Bown’s story tails off with the driving of the last spike, but the subsequent history of the CPR suggests that its construction was less a triumph or a crime than an error. Certainly, it established Canada as a land bridge to the Pacific, especially after its extension to the Atlantic coast. Van Horne and his fellow American Thomas Shaughnessy set up fleets of steamers to carry passengers from Liverpool to Halifax and from Vancouver to Yokohama or Sydney. The CPR were able to price Jules Verne’s romance, offering to carry people around the world in eighty days for six hundred dollars. Van Horne also planned luxurious hotels at stations across the country, which in Banff’s case was set in a newly created national park. The CPR’s advertisements, in which plush cabins whisk tweedy couples through the mountains, crystallised a highly marketable idea of Canada as a groomed wilderness. The Habsburgs took note of its flair for Alpine tourism: in 1912, Emperor Franz Joseph invited it to run observation cars from Vienna to Trieste. CPR trains and steamers fulfilled the dreams of Canadian politicians by carrying huge numbers of European immigrants to homesteads in the West, where they formed a living wall against American influence.

Yet the CPR, like the protectionist policies introduced by Macdonald, remained a quixotic attempt to deny the natural movement of trade from north to south. Its freight rates were expensive and the beetling movement of its trains through the mountains slow.
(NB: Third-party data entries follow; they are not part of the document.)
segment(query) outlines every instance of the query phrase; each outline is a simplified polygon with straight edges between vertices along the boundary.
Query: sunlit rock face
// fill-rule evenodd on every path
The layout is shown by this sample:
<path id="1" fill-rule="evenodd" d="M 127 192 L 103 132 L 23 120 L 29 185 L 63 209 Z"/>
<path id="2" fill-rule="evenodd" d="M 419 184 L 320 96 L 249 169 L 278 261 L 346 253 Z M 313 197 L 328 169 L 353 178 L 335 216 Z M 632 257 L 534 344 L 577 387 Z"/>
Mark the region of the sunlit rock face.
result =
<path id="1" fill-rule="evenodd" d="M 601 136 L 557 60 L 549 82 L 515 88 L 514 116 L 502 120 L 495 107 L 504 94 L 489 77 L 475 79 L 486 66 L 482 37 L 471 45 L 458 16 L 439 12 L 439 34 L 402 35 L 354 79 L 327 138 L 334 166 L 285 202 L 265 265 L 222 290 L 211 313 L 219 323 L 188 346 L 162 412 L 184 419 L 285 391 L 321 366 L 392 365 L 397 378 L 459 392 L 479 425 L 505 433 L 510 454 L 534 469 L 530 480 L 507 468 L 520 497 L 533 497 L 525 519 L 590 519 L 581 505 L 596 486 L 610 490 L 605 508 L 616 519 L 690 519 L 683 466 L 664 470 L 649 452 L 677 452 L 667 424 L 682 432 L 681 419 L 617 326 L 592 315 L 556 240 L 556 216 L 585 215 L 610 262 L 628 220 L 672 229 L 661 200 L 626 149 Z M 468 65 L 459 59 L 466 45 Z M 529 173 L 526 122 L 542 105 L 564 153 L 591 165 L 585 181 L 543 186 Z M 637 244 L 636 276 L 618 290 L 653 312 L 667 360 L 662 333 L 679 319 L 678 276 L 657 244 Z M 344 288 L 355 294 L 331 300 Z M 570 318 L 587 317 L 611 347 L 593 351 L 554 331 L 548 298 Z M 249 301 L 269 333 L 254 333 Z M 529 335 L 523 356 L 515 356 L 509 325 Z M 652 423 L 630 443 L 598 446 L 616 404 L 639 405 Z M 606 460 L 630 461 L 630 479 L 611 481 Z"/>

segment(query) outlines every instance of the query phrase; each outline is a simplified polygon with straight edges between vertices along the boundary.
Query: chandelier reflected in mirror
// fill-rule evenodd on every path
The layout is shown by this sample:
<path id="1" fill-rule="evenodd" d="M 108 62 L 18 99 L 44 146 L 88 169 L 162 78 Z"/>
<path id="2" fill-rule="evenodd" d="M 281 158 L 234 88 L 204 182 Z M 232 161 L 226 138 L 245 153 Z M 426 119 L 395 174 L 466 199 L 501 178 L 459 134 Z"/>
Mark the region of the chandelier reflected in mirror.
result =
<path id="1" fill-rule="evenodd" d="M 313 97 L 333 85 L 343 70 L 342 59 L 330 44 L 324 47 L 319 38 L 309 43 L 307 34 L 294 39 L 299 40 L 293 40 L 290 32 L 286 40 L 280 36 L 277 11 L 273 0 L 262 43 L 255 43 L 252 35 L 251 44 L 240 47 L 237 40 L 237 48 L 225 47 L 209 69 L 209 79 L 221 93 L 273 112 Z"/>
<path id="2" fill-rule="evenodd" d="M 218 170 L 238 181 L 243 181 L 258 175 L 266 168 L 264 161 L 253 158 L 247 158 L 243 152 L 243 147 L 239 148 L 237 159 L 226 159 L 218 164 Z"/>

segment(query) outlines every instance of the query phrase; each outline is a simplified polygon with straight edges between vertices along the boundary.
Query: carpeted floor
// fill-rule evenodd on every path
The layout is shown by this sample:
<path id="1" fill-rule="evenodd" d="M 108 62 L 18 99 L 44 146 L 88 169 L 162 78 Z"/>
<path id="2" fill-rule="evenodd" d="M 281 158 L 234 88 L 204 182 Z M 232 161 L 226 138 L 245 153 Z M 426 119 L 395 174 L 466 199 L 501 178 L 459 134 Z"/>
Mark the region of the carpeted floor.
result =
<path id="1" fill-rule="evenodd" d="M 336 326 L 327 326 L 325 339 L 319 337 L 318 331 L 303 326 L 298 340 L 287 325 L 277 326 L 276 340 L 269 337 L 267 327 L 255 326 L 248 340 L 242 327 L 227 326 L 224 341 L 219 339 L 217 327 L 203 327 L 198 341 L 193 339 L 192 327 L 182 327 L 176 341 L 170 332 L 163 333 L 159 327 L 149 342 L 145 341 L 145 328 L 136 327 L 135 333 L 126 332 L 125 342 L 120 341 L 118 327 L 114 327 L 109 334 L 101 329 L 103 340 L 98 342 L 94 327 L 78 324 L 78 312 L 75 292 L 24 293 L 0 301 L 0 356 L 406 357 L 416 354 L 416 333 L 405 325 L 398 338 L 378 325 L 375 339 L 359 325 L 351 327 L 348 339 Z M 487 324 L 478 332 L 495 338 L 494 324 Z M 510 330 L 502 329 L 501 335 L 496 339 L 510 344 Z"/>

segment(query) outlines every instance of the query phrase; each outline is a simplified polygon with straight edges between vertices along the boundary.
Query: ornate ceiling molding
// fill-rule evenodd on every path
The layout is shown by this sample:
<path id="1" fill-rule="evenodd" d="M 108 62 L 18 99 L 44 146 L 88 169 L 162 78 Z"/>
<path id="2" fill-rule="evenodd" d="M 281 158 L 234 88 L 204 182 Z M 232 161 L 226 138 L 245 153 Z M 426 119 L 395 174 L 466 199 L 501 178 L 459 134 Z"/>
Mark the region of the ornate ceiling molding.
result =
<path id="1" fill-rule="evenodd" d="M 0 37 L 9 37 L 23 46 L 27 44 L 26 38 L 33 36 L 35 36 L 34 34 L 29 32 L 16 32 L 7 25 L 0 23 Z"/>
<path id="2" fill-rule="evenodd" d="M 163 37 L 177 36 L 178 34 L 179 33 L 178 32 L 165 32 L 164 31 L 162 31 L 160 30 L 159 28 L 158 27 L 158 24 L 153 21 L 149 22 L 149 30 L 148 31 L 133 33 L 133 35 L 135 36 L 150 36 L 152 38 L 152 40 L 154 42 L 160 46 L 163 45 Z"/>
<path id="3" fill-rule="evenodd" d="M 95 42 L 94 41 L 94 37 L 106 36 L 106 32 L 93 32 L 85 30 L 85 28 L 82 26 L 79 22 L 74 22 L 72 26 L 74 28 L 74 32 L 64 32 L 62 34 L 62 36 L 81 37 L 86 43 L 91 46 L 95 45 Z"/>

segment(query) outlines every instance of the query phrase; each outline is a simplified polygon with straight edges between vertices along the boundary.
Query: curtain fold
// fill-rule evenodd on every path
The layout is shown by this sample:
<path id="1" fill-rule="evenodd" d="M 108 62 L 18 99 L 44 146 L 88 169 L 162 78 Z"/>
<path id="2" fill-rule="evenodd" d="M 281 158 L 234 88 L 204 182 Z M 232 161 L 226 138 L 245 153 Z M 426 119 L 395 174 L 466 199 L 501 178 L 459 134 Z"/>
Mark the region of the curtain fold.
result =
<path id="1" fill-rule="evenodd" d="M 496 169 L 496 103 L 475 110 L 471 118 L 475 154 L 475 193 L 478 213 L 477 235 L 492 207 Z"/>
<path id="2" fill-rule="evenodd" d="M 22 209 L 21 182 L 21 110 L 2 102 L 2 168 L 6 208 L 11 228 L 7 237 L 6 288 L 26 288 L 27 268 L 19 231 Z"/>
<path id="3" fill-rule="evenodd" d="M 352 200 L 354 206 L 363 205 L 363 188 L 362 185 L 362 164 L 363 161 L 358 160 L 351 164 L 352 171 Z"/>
No wonder the grain producers of Manitoba repeatedly tried to create branch lines to the south instead. Ottawa enforced the CPR’s right to ban such projects, setting up the federal state as a shelter for an unpopular and overpriced monopoly. By the mid-twentieth century, with planes and automobiles now decisively rivalling trains, the CPR became a rentier instead of a builder, spinning off a real-estate company which erected condos and office blocks on the site of its shrinking rail yards. The last year in which you could catch a train from Vancouver to Montreal was 1988. VIA rail, the crown corporation set up to absorb the CPR’s passenger operations, now mainly uses its network for expensive tourist jaunts. The recent boom in container shipping and the rise in manufactured imports from Asia has revived the CPR’s fortunes as a freighter: by buying up Kansas Rail last year, it extended its network as far south as Mexico. For Macdonald though, the CPR had never just or mainly been a business: it was supposed to make Canada more than the sum of its parts, a state well connected and economically dynamic enough to stay out of America’s orbit. His dream of an imperial Dominion makes little sense after the disappearance of the British Empire. The challenge facing Canadians today is to devise a new logic for their weakening union and a new vision of its place in the world. For a divided and increasingly introverted nation, that would be a feat to match the making of the CPR.